(a) The nth term of a sequence is given by \(T_{n} = 4T_{n - 1} - 3\). If twice the third term is five times the second term, find the first three terms of the sequence.
(b) Given that \(\begin{pmatrix} 2 & 0 & 1 \\ 5 & -3 & 1 \\ 0 & 4 & 6 \end{pmatrix} \begin{pmatrix} 1 \\ m \\ r \end{pmatrix} = \begin{pmatrix} k \\ 2 \\ 26 \end{pmatrix}\), find the values of the constants k, m and r.
(a) The recurrence is \(T_n = 4T_{n-1} - 3\).
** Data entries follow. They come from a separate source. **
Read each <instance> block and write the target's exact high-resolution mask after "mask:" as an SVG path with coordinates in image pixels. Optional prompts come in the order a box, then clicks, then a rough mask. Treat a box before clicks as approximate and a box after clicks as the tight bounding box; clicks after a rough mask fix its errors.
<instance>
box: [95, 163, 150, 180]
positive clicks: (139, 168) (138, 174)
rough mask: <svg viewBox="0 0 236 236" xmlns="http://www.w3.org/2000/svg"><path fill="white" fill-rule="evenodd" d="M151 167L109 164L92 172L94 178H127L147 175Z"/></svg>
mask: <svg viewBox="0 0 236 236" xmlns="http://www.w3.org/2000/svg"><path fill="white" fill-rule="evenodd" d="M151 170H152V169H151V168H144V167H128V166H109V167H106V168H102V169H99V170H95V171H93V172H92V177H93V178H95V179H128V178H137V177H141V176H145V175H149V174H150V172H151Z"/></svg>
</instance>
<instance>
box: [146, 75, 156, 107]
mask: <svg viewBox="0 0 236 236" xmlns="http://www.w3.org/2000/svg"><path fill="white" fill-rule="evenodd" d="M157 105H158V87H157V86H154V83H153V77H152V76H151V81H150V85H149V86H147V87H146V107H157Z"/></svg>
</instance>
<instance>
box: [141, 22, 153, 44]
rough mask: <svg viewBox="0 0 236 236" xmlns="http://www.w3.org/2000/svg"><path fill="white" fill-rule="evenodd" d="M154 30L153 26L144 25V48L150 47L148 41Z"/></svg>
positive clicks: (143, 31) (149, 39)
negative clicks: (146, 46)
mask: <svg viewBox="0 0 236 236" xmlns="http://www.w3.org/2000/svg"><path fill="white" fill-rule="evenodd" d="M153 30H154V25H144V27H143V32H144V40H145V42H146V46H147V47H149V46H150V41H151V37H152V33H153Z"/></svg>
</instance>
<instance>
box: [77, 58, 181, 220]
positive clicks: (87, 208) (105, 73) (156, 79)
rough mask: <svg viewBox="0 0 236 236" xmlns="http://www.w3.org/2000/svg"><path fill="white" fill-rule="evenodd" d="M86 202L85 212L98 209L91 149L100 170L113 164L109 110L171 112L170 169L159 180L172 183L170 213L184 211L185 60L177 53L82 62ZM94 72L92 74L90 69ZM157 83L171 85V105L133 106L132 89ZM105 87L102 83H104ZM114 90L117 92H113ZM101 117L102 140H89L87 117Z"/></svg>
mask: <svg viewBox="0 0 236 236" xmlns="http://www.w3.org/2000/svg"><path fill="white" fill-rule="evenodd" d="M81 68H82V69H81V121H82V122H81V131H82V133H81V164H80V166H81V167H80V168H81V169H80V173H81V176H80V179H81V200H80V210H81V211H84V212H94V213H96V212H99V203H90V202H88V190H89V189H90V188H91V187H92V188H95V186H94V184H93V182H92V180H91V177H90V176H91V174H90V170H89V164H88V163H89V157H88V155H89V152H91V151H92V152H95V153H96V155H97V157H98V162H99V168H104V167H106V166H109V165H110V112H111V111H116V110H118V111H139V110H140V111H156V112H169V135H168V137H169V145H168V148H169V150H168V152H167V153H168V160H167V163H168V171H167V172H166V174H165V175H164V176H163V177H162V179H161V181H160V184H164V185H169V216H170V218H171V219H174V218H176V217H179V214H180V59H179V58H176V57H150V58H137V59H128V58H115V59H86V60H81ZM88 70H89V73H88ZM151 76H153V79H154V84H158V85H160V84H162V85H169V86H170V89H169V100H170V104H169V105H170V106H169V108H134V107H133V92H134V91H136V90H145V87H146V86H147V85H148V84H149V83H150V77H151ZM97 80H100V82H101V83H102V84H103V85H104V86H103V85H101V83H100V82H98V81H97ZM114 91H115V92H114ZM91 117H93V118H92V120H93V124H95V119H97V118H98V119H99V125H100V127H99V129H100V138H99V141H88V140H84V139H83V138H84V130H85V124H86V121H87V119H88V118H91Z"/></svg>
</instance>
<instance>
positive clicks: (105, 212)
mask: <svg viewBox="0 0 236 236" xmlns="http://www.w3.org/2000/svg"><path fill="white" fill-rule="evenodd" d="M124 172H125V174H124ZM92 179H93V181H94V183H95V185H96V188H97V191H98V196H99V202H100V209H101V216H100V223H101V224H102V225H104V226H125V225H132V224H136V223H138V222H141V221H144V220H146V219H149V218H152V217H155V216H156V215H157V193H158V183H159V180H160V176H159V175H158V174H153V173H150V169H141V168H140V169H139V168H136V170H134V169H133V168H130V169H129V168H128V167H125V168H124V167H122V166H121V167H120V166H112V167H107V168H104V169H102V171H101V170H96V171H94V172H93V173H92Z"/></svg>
Express the terms through \(T_1\):
\[T_2 = 4T_1 - 3,\qquad T_3 = 4T_2 - 3 = 4(4T_1 - 3) - 3 = 16T_1 - 15.\]
Given \(2T_3 = 5T_2\):
\[2(16T_1 - 15) = 5(4T_1 - 3) \Rightarrow 32T_1 - 30 = 20T_1 - 15 \Rightarrow 12T_1 = 15 \Rightarrow T_1 = \tfrac{5}{4}.\]
Then \(T_2 = 4(\tfrac54) - 3 = 2\) and \(T_3 = 4(2) - 3 = 5\).
The first three terms are \(\tfrac{5}{4},\ 2,\ 5\).
(b) Multiplying the matrices row by row:
Row 1: \(2(1) + 0\cdot m + 1\cdot r = 2 + r = k\).
Row 2: \(5(1) - 3m + r = 2 \Rightarrow -3m + r = -3\).
Row 3: \(0 + 4m + 6r = 26\).
From Row 2, \(r = 3m - 3\). Substitute into Row 3:
\[4m + 6(3m - 3) = 26 \Rightarrow 22m - 18 = 26 \Rightarrow m = 2,\]
so \(r = 3(2) - 3 = 3\) and \(k = 2 + r = 5\).
Answer: \(k = 5,\; m = 2,\; r = 3\).